When getting a car, there are a few (legal) ways to go:
No. 1 – Inherit your late grandmother’s Pontiac Bonneville. We recommend this route, because you only have to pay taxes on the vehicle upon transfer of title, and also – Pontiac Bonneville. Pretty sweet. Maybe have it tuned up and let it air out, though.
No. 2 – Buy a car with hard cash. This is also a highly recommended way to go. It’s easy. Just take a giant stack of cash out of your pocket, and fan yourself with it until one of the salesmen at the dealership offers you an espresso and a test drive, and then … well, you know where we’re going with this.
No. 3 – Get an auto loan from a reputable, FDIC-insured financial institution. This is the way to go for those who don’t inherit their vehicles or can’t purchase their vehicles with cash, i.e., the rest of us.
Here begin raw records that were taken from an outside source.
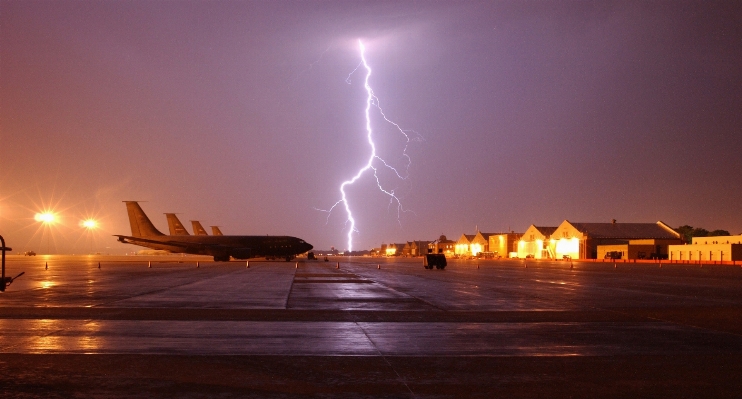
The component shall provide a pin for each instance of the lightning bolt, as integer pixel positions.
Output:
(373, 101)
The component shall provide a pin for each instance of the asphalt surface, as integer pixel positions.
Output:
(372, 327)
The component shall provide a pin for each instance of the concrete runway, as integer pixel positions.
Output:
(277, 330)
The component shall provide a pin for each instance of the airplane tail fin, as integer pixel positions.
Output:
(176, 228)
(140, 223)
(198, 229)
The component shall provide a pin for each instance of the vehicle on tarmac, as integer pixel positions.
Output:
(222, 248)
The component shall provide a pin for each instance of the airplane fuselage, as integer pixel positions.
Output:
(222, 247)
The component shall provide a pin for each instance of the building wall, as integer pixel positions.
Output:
(535, 244)
(462, 246)
(706, 252)
(478, 244)
(443, 246)
(568, 241)
(718, 240)
(503, 244)
(628, 251)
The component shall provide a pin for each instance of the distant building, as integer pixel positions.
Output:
(581, 240)
(415, 248)
(442, 246)
(394, 249)
(501, 244)
(717, 248)
(534, 243)
(462, 245)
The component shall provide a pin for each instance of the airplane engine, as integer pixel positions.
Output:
(241, 253)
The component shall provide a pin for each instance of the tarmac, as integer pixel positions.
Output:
(367, 327)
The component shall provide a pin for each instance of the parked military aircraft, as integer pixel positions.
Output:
(176, 228)
(144, 233)
(197, 228)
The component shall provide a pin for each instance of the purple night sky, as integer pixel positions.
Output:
(237, 113)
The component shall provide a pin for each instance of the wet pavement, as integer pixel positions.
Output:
(387, 327)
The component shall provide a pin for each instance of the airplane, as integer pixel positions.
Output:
(176, 228)
(198, 229)
(144, 233)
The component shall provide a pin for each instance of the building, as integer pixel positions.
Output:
(394, 249)
(535, 243)
(717, 248)
(581, 240)
(502, 244)
(418, 248)
(442, 246)
(463, 245)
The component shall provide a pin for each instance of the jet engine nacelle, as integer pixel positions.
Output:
(241, 253)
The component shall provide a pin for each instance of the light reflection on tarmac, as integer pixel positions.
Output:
(274, 308)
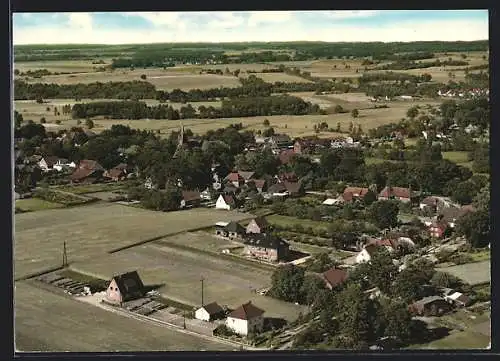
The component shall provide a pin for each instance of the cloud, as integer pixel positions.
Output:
(244, 27)
(80, 20)
(260, 17)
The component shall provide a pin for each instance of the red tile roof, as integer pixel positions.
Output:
(246, 311)
(335, 276)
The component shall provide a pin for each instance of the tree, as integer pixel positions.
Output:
(475, 226)
(89, 123)
(384, 214)
(286, 283)
(412, 112)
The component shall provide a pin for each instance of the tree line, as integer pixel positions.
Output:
(237, 107)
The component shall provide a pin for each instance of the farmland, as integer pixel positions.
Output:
(91, 329)
(227, 281)
(472, 273)
(96, 229)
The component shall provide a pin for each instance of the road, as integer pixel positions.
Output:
(96, 299)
Lending can be a tricky business. The long and short of it is that lending money is risky. A lender never asks “Is lending money to this party risky?” They ask, “How risky is it to lend money to this party?” Lenders are not rich uncles (though if you have one, maybe think about giving him a call or at least sending a card for his birthday). They don’t know you; they only know what industry standards measure your creditworthiness to be. Usually, that means your credit score and possibly a few other financial basics, such as your monthly income.
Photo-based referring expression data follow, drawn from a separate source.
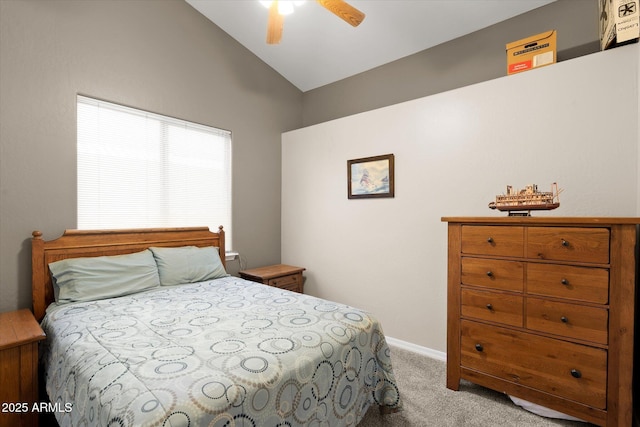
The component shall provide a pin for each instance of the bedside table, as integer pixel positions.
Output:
(19, 337)
(280, 275)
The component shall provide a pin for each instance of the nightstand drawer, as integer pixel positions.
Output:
(280, 276)
(287, 282)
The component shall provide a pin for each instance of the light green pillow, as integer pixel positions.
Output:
(188, 264)
(93, 278)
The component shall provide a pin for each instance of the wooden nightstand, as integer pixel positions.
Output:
(19, 337)
(280, 275)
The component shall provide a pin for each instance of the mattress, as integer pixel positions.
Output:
(222, 352)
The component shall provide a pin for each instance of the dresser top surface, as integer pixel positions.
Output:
(530, 220)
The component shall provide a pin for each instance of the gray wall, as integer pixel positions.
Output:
(454, 151)
(467, 60)
(159, 55)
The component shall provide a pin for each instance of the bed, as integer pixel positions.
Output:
(222, 351)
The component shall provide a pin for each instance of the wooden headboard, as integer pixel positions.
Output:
(90, 243)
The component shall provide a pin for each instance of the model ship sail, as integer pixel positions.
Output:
(529, 199)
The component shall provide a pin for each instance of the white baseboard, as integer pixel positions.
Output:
(429, 352)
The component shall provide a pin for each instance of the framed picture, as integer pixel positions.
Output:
(370, 177)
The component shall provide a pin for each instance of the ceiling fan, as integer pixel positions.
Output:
(340, 8)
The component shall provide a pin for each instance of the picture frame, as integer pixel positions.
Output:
(371, 177)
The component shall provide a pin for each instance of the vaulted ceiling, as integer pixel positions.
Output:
(317, 48)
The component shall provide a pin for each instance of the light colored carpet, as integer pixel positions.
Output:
(427, 401)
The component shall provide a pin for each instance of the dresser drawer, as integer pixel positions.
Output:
(572, 371)
(569, 282)
(493, 306)
(491, 273)
(493, 240)
(589, 245)
(569, 320)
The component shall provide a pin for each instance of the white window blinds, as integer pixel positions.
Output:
(139, 169)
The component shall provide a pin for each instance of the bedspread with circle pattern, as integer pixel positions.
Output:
(227, 352)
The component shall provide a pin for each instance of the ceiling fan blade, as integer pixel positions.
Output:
(344, 11)
(274, 26)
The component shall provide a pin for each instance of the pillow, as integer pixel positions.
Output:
(93, 278)
(188, 264)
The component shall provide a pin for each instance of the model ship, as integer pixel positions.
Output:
(529, 199)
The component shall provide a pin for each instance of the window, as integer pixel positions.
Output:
(139, 169)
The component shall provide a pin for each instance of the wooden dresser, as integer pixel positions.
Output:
(543, 309)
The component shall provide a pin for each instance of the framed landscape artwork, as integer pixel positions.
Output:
(370, 177)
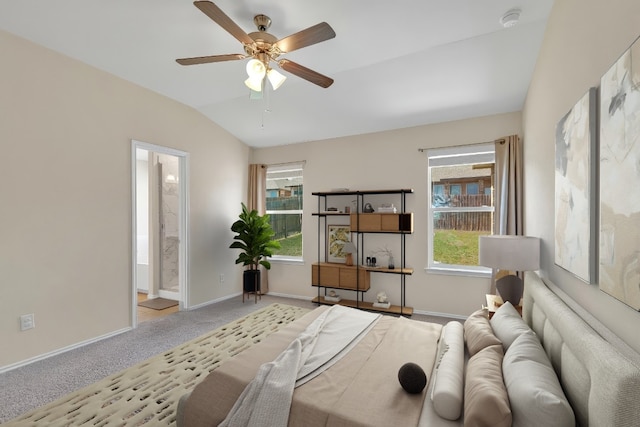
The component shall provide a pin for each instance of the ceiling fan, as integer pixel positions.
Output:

So when going shopping for an auto loan lender, there’s one thing you might consider doing first: checking your credit score. The big three credit reporting agencies (Equifax, TransUnion and Experian) offer yearly free credit reports that you can request on their websites or over the phone.
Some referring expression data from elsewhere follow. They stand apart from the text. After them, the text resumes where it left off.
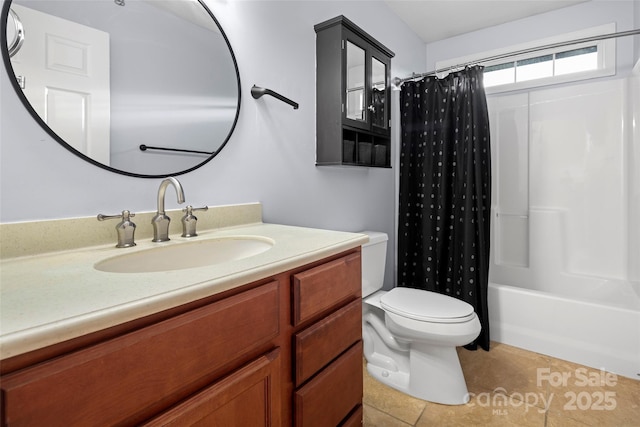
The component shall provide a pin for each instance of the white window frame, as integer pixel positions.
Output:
(606, 58)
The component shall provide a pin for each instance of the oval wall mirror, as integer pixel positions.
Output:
(145, 88)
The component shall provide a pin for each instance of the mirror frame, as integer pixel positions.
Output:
(4, 15)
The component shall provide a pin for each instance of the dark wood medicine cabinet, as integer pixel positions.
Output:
(353, 96)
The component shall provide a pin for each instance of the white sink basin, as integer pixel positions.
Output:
(199, 253)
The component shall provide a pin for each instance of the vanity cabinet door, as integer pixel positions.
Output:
(128, 379)
(317, 290)
(247, 397)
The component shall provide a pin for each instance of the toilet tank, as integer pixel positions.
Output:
(374, 256)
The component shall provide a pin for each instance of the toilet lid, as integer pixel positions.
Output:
(426, 306)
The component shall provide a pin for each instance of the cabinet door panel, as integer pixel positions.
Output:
(322, 342)
(247, 397)
(329, 397)
(130, 378)
(320, 288)
(355, 419)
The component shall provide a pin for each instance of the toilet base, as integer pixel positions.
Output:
(434, 375)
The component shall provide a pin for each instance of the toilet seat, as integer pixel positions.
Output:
(426, 306)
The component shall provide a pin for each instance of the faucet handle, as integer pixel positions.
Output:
(189, 221)
(125, 228)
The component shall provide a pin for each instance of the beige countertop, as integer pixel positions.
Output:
(52, 297)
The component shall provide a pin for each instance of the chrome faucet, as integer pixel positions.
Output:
(161, 221)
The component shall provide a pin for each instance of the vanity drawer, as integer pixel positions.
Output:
(317, 345)
(328, 398)
(320, 288)
(128, 379)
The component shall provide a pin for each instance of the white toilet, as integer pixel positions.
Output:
(410, 335)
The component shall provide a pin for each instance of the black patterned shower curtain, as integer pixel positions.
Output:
(445, 190)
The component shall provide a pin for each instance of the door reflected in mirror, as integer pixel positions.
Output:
(378, 97)
(355, 82)
(105, 79)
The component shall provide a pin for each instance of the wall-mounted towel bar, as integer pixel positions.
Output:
(257, 92)
(144, 147)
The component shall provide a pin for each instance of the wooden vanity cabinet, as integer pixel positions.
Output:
(327, 307)
(282, 351)
(353, 96)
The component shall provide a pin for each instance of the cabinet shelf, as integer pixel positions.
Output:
(353, 96)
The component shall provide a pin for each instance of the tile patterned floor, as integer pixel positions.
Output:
(514, 387)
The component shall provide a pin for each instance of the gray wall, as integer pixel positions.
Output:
(270, 157)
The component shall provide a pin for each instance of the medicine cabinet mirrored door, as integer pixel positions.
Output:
(353, 96)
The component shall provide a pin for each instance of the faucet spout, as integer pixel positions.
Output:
(163, 190)
(161, 221)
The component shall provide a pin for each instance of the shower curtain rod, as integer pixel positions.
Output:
(397, 81)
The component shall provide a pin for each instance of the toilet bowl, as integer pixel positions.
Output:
(410, 335)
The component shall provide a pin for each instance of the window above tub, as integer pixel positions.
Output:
(560, 64)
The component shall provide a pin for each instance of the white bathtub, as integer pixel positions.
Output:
(596, 324)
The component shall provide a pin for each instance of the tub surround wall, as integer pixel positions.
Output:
(564, 272)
Once you have your credit report, be prepared to learn a little about what it means. Here are links to some resources for learning just that:
Credit.com – What is a good credit score?
CreditKarma.com – Understanding Credit Score Differences
MyFICO.com – About credit scores
With your credit score from one or more of the credit reporting agencies in hand, you can begin get a picture of how to measure your own creditworthiness, which may give you insight into how lenders may view the risk of lending to you. This may reveal some good information, and remove some of the surprise from the experience of getting credit offers.
Then, when you’re ready, you can go with No. 3 above, and do it right by being informed.